USC School of Social Work dean Marilyn Flynn presented Herscher with the George D. Nickel Award for Outstanding Contributions to Social Welfare.

Herscher, who delivered the keynote address, spoke about his family, who inspired him to lead a life dedicated to social welfare.

After the keynote address, Jim Kelly, president of the National Association of Social Workers, presented the George D. Nickel Award for Outstanding Professional Services by a Social Worker to Dworak-Peck, past president of both the National Association of Social Workers and the association’s California chapter.

The Frances Lomas Feldman Excellence in Education Award, named after the professor who taught social welfare history, policy and administration at the USC School of Social Work for 36 years, was presented to Brown by Feldman’s daughter, Dona Munker.

Brown, an associate professor emerita at the USC School of Social Work, began her teaching career at the school in 1968 under a National Institute of Mental Health grant.

Jordan-Marsh Receives Distinguished Achievement Award

USC School of Social Work associate professor Maryalice Jordan-Marsh has received the 2011 Distinguished Achievement Award from the Nurses’ Alumni Association of the University of Wisconsin at Madison.

A nurse psychologist and scholar, Jordan-Marsh specializes in intergenerational gerontology, digital games for health and the digital age’s impact on older adults, specifically how consumers use technology to become participants in their own health care.

Jordan-Marsh also is an active collaborator on several grants, including Wellness Partners, a pilot project investigating the effectiveness of mobile games and online social networks in promoting physical activity and a healthier lifestyle.

She also was part of the USC team recognized in a ceremony at the White House for the development of “Trainer,” a video game that encourages children to exercise while learning about nutrition. The game captured the top two prizes in the Apps for Healthy Kids competition, started as part of first lady Michelle Obama’s Let’s Move! initiative.
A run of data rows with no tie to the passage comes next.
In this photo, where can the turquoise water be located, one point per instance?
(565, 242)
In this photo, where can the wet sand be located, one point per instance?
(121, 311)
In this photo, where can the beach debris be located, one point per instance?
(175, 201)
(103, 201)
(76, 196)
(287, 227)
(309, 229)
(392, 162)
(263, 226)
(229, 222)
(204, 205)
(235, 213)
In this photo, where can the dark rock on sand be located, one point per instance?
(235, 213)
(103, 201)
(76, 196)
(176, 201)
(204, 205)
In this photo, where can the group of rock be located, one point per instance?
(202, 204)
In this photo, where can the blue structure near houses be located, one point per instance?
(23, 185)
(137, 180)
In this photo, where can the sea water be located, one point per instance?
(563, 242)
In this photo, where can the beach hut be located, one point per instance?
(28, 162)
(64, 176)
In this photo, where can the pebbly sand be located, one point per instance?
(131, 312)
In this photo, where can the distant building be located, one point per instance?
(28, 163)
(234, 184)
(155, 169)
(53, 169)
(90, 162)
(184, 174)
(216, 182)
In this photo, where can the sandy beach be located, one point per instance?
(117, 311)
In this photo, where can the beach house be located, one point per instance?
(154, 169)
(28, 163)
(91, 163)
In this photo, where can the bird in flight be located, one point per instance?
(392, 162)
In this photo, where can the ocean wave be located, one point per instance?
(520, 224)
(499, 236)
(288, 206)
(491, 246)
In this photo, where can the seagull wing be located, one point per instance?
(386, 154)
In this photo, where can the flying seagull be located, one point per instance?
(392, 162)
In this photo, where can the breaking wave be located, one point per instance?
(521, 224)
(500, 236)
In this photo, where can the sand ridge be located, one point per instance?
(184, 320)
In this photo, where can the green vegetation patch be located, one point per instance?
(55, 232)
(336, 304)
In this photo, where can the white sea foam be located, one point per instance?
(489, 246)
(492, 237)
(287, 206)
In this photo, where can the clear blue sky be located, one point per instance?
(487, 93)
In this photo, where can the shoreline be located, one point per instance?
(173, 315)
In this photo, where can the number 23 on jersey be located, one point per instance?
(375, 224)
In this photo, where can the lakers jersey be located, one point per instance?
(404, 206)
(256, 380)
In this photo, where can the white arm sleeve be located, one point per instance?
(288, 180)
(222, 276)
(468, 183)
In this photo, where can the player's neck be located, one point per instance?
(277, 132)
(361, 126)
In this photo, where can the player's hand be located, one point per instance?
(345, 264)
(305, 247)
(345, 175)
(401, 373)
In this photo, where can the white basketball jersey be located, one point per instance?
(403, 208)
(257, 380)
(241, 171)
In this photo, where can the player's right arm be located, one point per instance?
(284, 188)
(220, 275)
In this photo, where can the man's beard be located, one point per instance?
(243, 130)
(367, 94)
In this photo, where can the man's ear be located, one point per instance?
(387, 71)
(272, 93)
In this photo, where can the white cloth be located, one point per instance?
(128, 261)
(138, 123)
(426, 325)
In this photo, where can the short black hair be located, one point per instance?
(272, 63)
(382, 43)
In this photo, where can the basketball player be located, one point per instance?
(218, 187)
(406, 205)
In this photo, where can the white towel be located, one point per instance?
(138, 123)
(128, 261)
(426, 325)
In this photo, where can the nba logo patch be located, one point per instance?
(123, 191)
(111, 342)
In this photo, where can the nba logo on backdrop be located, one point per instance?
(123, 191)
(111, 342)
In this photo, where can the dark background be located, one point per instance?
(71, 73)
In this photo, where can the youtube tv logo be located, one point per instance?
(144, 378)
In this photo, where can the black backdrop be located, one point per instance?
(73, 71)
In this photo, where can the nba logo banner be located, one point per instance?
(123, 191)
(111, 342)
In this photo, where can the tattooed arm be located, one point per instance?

Henke Named President of California Council on Gerontology

The California Council on Gerontology and Geriatrics announced that longtime board member and USC Davis School of Gerontology assistant dean Maria Henke will become its new president.

Founded in 1980, the council is a statewide nonprofit organization that integrates educational programs, work force development and public policy to promote the quality of life of California’s diverse aging population.

Henke brings more than 20 years of experience in higher education to her appointment, including service as program director of the Fall Prevention Center of Excellence.

USC Annenberg Grad Named Student Journalist of the Year

The National Association of Black Journalists chose Ashley Michelle Williams ’11, a broadcast and digital journalism graduate at the USC Annenberg School for Communication & Journalism, as one of the recipients of its Student Journalist of the Year Award.

Williams will be honored this summer at the association’s 36th annual Convention and Career Fair, the largest gathering of minority journalists in the country.

Williams has had internships at People magazine, NBC’s Dateline, Nightly News and Today. She served as president of USC Annenberg’s Black Student Association and has participated in the Meredith-Cronkite Fellowship Program at Arizona State University.